Ces revenus sont chiffrés en 1351 à 13 livres 4 sols 6 deniers et sept setiers de grains.
4/ La ferme des Herces et l’exploitation des terres
– Le ferme des Herces, aujourd’hui disparue, se trouvait sur la chemin de Périgny, à la limite actuelle de la ville de Brie avec Périgny. Elle comprenait alors maisons, granges, étable cellier et dépendances avec son personnel comme en témoigne l ‘inventaire mobilier de la maison (dix couches, dix matelas, dix couvertures).
L’étable abritait quatre vaches et deux génisses.
Dans les dépendances, on trouvait 9 porcs, 2 truies, et 140 animaux à laine.
On mentionne le travail du chanvre , le tissage du lin et sans nul doute de la laine. Il est vrai que l’entretien et le renouvellement d’une trentaine de couvertures, plus de 200 draps de lit et quarante nappes et essuie-mains, nécessitaient un travail de tissage important.^
Les celliers étaient bien remplis : blé et orge, ainsi que les tonneaux de vins.
– Les 120 arpents de terre étaient composées de terre à blé (32 arpents), de marais (46 arpents), de près (4 arpents) de vignes (12 arpents) et de jachère. Une partie des ces terres se situe sur la censive de la reine, ainsi certaines parcelles sont déclarées le censier de 1335 :
« L’ostel Dieu de Braye pour un arpent de terre vers l’orme de Dude : 8 deniers obole
-Eulx pour 3 quartiers séans à la crois brisées : 4 deniers obole
-Eulx pour un arpent qui fut maistre Pierre Morel : 6 deniers
– Eulx pour un arpent séant vers les prés le roy tenant d’une part aux diz prés : 6 deniers
-Eulx pour un arpent de vigne séant au petit val : obole.
5/ Maisons terres et jardins à cens et à droiture
Ainsi, la bonne gestion et l’exploitation des biens de L’Hôtel-Dieu permattait à celle-ci de vivre en autarcie, avec même des projets d’extension. En effet, Jean de Villescoublain terminait son rapport par cette phrase « les bâtiments sont en bon état et on en construit de nouveaux ».
A la lecture du compte rendu de visite, on remarque que Jean de Villescoublain s’attache à noter le bon et le mauvais état du mobilier et des bâtiments ainsi que le revenu des propriétés et des droits féodaux. Il va jusqu’à suggérer que le revenu des locations de maisons pourrait être augmenté. Ainsi, au XIVe siècle, l’Église de Paris, par l’intermédiaire de son évêque, qui investit le maître de l’établissement, garde la main sur l’organisation et la gestion de l’Hôtel-Dieu et en toute indépendance par rapport au seigneur local.
LA MAISON AUX MALADES
A cette époque , la Dame de Brie est Jeanne d’Évreux, veuve de Charles IV Le Bel. Nous avons vu précédemment que l’Hôtel-Dieu , depuis son origine, était réservé aux malades de passage, voyageurs et mendiants attirés par le commerce florissant et non pour les malades de la ville. Cette restriction sera confirmée par un acte au XVIe siècle [11].

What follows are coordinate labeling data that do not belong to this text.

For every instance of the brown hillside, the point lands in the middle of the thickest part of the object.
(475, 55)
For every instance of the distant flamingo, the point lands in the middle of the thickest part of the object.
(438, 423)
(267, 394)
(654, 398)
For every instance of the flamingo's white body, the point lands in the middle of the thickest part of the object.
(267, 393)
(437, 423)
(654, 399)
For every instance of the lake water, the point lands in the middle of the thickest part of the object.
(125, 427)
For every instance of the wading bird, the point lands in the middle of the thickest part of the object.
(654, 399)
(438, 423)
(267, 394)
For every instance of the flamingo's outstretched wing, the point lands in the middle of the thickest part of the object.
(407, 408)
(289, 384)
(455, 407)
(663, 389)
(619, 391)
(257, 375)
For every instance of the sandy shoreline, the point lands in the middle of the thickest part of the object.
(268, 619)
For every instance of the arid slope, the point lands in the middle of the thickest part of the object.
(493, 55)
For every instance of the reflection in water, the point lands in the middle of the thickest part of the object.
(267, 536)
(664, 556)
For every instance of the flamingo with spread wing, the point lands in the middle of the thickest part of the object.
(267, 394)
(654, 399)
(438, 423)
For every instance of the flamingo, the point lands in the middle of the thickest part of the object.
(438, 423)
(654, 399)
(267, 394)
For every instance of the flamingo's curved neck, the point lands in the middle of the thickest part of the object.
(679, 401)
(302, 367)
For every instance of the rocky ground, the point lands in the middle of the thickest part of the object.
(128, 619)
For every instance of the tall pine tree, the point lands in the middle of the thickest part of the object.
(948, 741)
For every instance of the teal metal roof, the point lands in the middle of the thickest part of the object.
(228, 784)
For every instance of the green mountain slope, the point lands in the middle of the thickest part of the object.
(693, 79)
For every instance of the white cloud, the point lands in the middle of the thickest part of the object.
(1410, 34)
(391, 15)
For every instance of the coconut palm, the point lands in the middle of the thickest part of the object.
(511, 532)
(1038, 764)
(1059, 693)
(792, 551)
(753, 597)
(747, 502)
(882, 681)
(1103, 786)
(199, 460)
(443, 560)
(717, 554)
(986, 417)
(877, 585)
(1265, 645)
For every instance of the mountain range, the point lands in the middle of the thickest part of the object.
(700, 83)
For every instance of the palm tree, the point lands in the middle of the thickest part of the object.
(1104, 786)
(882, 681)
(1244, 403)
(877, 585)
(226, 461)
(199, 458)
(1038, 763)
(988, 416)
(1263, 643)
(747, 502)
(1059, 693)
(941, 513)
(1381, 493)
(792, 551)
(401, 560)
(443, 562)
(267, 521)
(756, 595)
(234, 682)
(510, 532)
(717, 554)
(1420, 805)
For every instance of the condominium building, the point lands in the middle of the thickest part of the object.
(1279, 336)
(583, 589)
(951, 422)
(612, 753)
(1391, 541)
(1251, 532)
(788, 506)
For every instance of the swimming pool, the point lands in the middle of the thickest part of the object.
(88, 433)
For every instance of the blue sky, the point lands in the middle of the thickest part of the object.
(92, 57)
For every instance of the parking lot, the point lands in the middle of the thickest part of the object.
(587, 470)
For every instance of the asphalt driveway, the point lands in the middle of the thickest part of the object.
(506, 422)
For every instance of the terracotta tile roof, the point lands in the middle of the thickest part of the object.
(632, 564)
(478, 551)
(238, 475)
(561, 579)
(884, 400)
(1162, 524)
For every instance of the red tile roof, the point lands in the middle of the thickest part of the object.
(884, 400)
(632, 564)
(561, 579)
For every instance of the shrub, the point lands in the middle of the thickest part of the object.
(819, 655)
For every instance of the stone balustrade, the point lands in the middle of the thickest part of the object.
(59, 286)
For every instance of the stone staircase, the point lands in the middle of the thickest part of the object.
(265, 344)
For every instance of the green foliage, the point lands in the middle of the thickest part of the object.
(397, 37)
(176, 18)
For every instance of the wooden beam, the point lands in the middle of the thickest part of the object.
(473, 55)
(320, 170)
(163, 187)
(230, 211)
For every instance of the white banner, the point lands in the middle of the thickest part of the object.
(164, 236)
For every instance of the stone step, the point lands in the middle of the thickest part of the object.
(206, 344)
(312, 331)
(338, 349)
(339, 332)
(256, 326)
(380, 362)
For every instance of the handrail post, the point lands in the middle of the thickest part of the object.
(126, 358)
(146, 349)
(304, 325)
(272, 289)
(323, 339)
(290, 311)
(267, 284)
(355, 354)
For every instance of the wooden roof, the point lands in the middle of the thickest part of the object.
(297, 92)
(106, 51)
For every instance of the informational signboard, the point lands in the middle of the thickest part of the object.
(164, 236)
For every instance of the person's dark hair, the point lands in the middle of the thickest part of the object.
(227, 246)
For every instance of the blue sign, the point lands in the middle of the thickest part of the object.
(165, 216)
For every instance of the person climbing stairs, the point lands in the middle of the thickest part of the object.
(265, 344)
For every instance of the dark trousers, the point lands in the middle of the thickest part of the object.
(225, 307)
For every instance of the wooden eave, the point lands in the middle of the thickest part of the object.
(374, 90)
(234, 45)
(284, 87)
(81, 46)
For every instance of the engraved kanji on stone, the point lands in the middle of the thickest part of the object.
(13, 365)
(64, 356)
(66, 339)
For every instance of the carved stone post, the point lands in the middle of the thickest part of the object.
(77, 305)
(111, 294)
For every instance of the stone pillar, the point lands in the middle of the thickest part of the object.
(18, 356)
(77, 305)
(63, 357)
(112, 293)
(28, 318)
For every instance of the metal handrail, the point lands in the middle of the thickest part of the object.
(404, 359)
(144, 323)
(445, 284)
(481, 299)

La reine Jeanne d’Évreux combla cette lacune en créant « une maison aux malades », afin de recueillir et soigner les malades de la ville. D’après ses comptes [12] cette maison était située au « petit presbitaire ». Un acte du XVIe siècle localisait la maison aux malades près de la porte des Fontaines (actuellement rue de la Madeleine). Cet établissement semble n’avoir subsisté que peu de temps . D’après R. Goulard la Maison aux malades fut désaffectée et devint une ferme en 1363.
[1] Léon Legrand – Les Maison-Dieu et léproseries du diocèse de Paris au milieu du XIVe siècle d’après le registre de visite du délégué de l’évêque (1351-1369). mémoires de la Société de l’Histoire de Paris et de l’Ile-de-France. Tome XXIV, 1897, Paris
[2] Pierre dit Rousselet est appelé messire (dominus) appartenant probablement à une famille noble.

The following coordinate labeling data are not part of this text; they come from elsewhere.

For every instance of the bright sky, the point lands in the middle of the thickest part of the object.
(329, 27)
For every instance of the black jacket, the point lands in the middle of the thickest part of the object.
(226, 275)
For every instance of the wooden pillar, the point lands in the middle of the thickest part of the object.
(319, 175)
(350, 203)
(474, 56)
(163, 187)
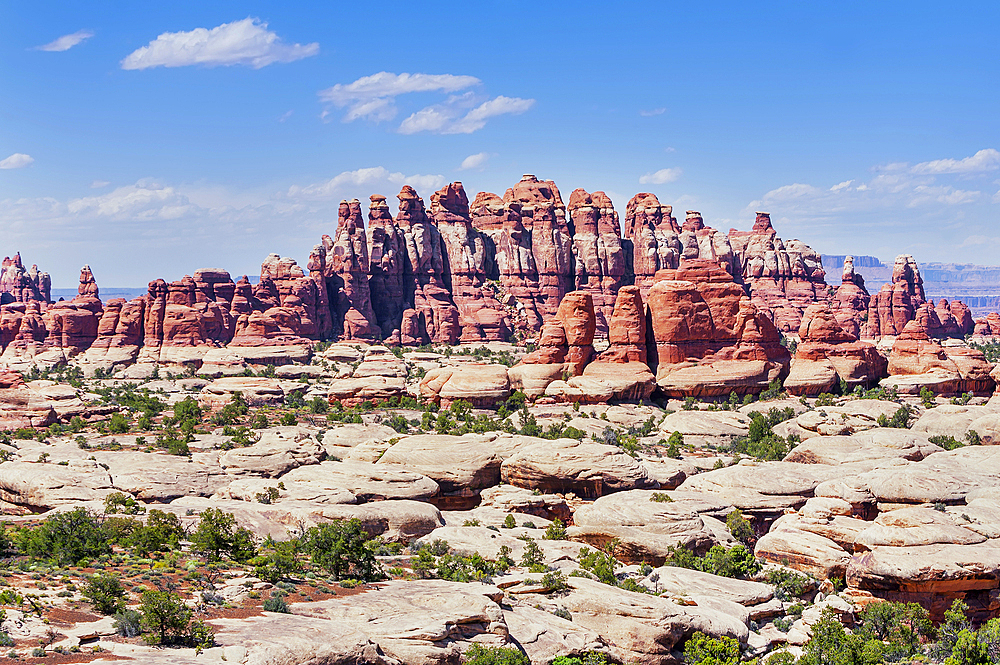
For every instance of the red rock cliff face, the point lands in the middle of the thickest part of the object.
(347, 272)
(784, 277)
(650, 241)
(896, 303)
(434, 317)
(387, 260)
(710, 339)
(467, 253)
(850, 302)
(515, 270)
(599, 261)
(543, 214)
(828, 354)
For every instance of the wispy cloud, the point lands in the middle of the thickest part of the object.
(17, 161)
(66, 42)
(373, 97)
(661, 177)
(247, 42)
(454, 118)
(373, 177)
(983, 161)
(476, 161)
(463, 112)
(896, 185)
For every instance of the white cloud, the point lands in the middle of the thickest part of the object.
(373, 97)
(984, 160)
(476, 161)
(66, 42)
(661, 177)
(247, 42)
(142, 201)
(452, 117)
(346, 183)
(17, 161)
(477, 117)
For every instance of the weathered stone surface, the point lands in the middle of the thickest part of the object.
(565, 465)
(456, 463)
(365, 480)
(44, 486)
(685, 582)
(279, 450)
(480, 385)
(874, 444)
(645, 528)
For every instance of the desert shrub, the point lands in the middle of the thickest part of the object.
(739, 527)
(556, 530)
(164, 617)
(218, 535)
(122, 504)
(105, 592)
(341, 547)
(787, 583)
(945, 441)
(65, 538)
(700, 649)
(480, 655)
(162, 532)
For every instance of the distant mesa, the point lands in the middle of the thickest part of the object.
(680, 307)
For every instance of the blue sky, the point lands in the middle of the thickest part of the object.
(150, 140)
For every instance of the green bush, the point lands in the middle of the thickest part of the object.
(65, 538)
(701, 649)
(739, 527)
(341, 547)
(480, 655)
(556, 530)
(945, 441)
(162, 532)
(276, 603)
(105, 592)
(217, 534)
(787, 583)
(122, 504)
(165, 617)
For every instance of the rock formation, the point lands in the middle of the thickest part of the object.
(784, 277)
(433, 316)
(467, 252)
(850, 302)
(346, 272)
(710, 339)
(386, 260)
(828, 354)
(896, 303)
(597, 251)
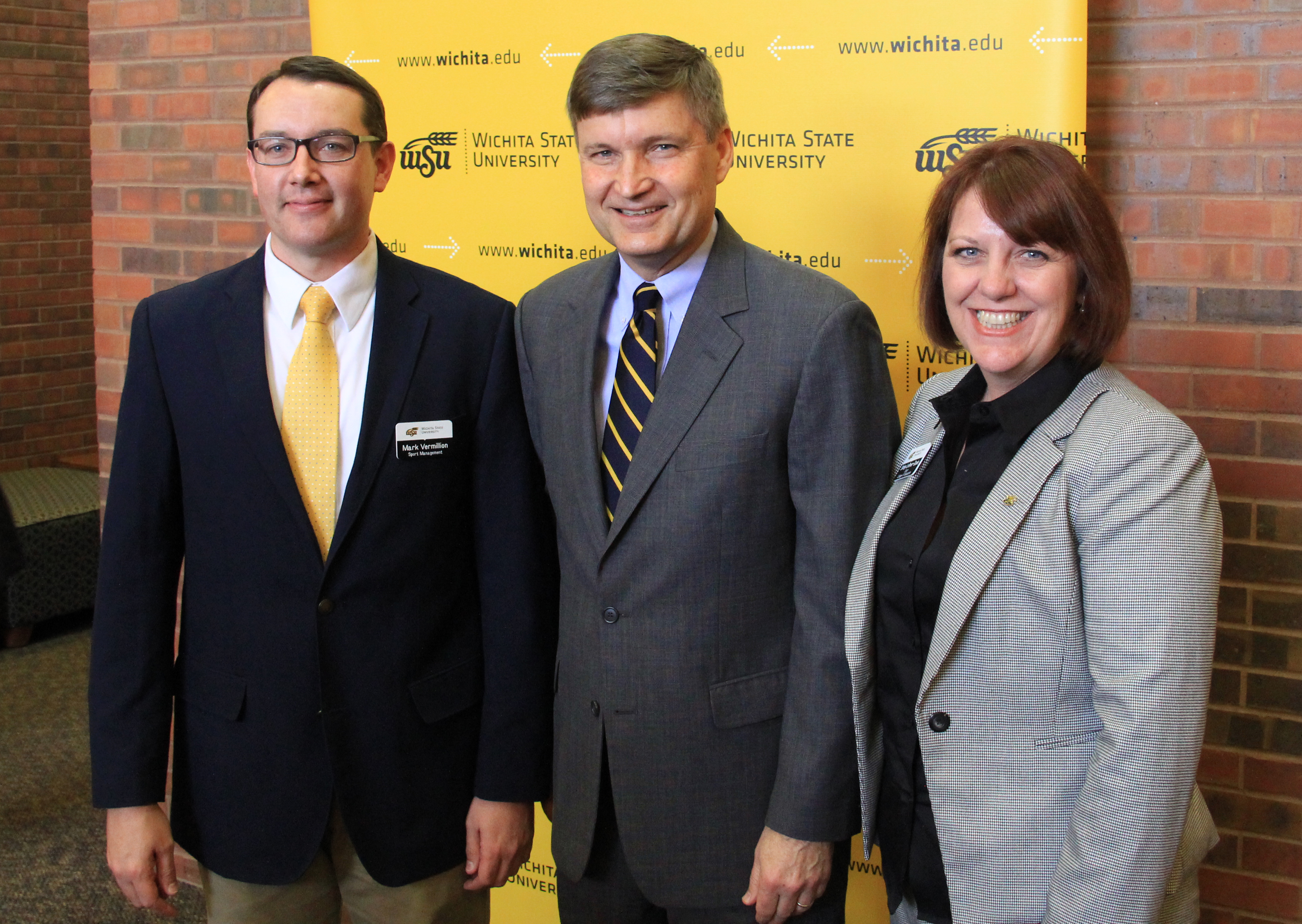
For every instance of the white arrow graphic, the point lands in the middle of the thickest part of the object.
(452, 246)
(352, 60)
(907, 261)
(549, 55)
(774, 47)
(1036, 40)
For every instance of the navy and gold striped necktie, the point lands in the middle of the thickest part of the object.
(632, 393)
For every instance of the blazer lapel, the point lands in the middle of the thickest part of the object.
(702, 353)
(396, 342)
(999, 518)
(241, 348)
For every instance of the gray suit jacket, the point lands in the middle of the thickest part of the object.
(1072, 654)
(718, 675)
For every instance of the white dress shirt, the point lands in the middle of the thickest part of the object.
(353, 292)
(676, 289)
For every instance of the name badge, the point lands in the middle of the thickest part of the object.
(422, 439)
(913, 461)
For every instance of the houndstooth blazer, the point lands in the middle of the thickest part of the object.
(1072, 654)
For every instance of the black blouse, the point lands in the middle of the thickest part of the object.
(914, 555)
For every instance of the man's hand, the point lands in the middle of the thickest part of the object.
(140, 857)
(788, 876)
(499, 836)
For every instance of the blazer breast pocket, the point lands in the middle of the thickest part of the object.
(719, 453)
(1068, 739)
(448, 691)
(214, 691)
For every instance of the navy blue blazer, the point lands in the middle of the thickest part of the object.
(408, 673)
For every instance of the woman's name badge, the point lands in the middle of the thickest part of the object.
(913, 461)
(422, 439)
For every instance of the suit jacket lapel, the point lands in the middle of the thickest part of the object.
(702, 353)
(860, 595)
(396, 342)
(243, 350)
(580, 331)
(998, 521)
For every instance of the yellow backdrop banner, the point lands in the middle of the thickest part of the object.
(844, 115)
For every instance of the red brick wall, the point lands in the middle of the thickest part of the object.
(1196, 129)
(47, 361)
(170, 80)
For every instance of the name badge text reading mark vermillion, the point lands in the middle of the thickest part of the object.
(422, 439)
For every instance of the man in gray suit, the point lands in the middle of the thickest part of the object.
(716, 427)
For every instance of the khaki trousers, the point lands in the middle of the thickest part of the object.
(337, 880)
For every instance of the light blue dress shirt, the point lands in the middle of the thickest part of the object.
(676, 288)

[3] Verdier et Cattois – Architecture civile et domestique. 1857.
[4] Gravure de Fichot – Monuments de Seine-et-Marne, 1858.

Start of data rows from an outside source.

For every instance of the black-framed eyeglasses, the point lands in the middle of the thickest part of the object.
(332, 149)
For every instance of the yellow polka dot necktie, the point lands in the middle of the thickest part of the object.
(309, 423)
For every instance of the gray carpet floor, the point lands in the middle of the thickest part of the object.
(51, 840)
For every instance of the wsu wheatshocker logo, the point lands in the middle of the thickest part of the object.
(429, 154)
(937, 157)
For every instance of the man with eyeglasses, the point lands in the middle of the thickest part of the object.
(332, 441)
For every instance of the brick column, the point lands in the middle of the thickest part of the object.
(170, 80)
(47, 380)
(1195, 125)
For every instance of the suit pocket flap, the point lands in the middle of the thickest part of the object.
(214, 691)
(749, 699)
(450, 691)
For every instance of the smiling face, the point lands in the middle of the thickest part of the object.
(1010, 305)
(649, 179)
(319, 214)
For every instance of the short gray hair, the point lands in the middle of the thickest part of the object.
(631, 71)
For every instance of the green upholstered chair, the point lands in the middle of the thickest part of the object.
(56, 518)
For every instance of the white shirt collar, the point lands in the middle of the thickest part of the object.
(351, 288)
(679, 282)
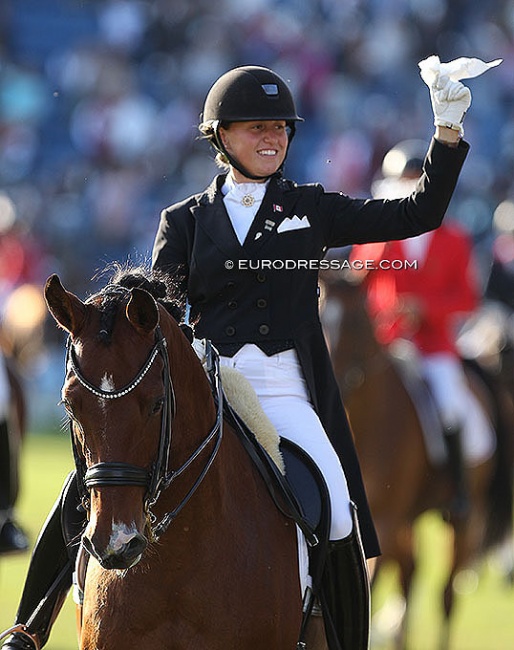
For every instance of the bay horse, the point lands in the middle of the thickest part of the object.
(187, 550)
(401, 480)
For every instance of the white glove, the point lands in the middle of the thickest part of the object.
(450, 98)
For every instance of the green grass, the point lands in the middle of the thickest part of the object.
(484, 618)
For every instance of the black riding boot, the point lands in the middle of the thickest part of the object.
(345, 594)
(459, 505)
(50, 572)
(12, 537)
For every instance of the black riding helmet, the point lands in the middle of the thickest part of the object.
(246, 94)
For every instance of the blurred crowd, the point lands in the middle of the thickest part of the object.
(100, 100)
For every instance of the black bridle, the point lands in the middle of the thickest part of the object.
(159, 477)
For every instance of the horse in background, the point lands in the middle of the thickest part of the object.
(13, 425)
(401, 480)
(186, 547)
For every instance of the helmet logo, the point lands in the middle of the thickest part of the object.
(270, 89)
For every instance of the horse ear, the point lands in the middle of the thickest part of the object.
(142, 311)
(68, 310)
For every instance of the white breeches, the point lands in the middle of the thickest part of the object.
(282, 391)
(458, 406)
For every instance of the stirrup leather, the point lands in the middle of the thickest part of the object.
(21, 628)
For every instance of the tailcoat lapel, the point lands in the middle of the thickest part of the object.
(211, 215)
(276, 205)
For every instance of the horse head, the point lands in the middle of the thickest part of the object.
(118, 395)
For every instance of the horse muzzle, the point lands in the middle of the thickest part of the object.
(123, 550)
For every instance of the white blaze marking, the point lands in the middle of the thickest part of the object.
(107, 384)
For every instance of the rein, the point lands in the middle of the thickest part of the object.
(159, 477)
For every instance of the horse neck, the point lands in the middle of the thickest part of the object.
(195, 411)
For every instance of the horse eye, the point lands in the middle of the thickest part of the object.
(67, 407)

[5] Comptes de JE (Arch. nat. KK287)
[6] Le Bois du Parc, aujourd’hui disparu, se situait entre Brie et Chevry sur l’emplacement de la ferme du même nom .
[7] Le cens était une redevance au seigneur qui possédait le fief sur lequel se trouvait le bien immobilier ou foncier.
[8] Censier d’Orléans de 1394 (Arch. nat. : KK 288)
[9] Rue des poulettes maintenant rue Gallieni
[10] Il faut entendre par fermeture de la ville, le mur d’enceinte qui faisait office de rempart et entouré de fossés.
[11] Arch. nat. : L425 n°57 (2 fèv. 1555).